Londons Polizei setzt auf artificial intelligence bei der Fahndung von Pädophilen im Internet, doch noch verwechselt die verwendete Fahndungssoftware Saharafotos mit nackter Haut. So ganz scheint die Bilderkennungssoftware trotz künstlicher Intelligenz noch nicht in der Lage zu sein, die Fahndung optimal zu unterstützen, Saharasand und Nackte werden von den Algorithmen gleich behandelt.

 

Bei anderen fahndungsrelevanten Bildinhalten wie Waffen, Drogen oder Geld schlägt sich die Software, wie die britische Tageszeitung "The Telegraph" meldet,  inzwischen recht gut, doch die Zuverlässigkeit bei Hauttönen lässt zu wünschen übrig.

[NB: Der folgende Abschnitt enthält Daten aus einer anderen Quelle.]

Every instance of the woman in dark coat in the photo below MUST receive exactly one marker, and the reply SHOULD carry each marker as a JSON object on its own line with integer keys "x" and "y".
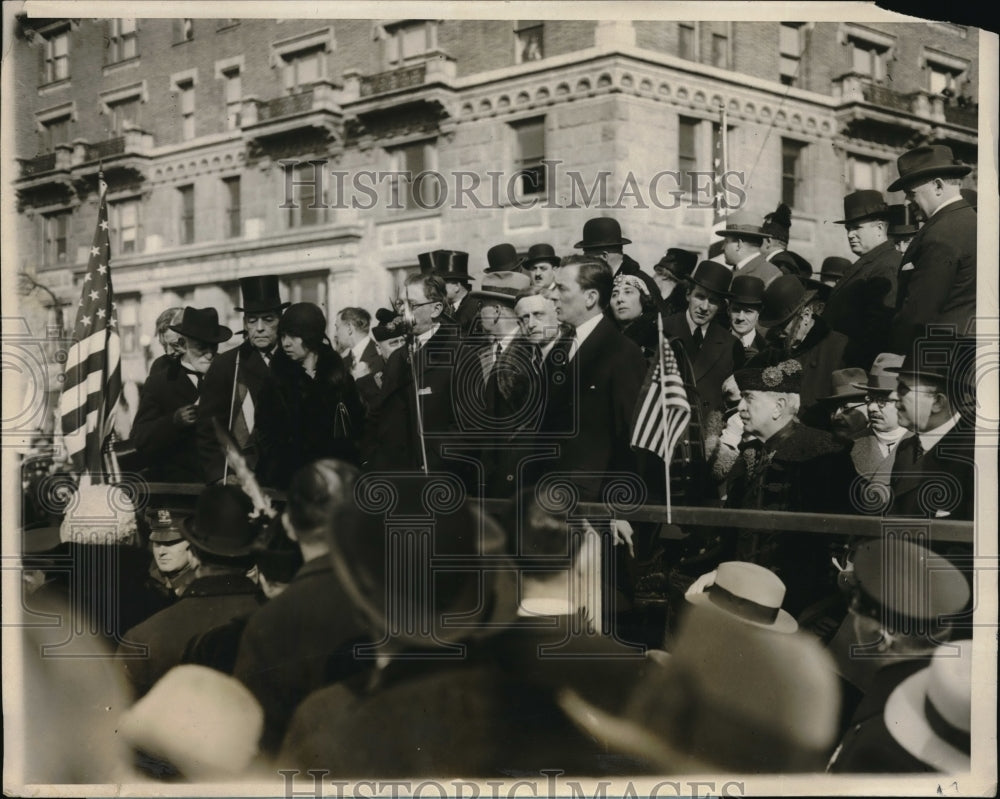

Da viele Menschen weltweit Sahara-Fotos etwa als Bildschirmschoner verwenden oder Urlaubsfotos von Sandstränden oder Dünen auf ihren Rechnern haben, kommt es zu ziemlich vielen Fehlinterpretationen.

 

Damit wird einmal mehr deutlich, dass die Interpretation von Bildinformationen durch den Menschen sehr Komplex ist und nicht so einfach durch Prozessoren ersetzt werden kann. Vermutlich ist es nur eine Frage der Zeit, bis die Programme auch Saharasand eindeutig erkennen können.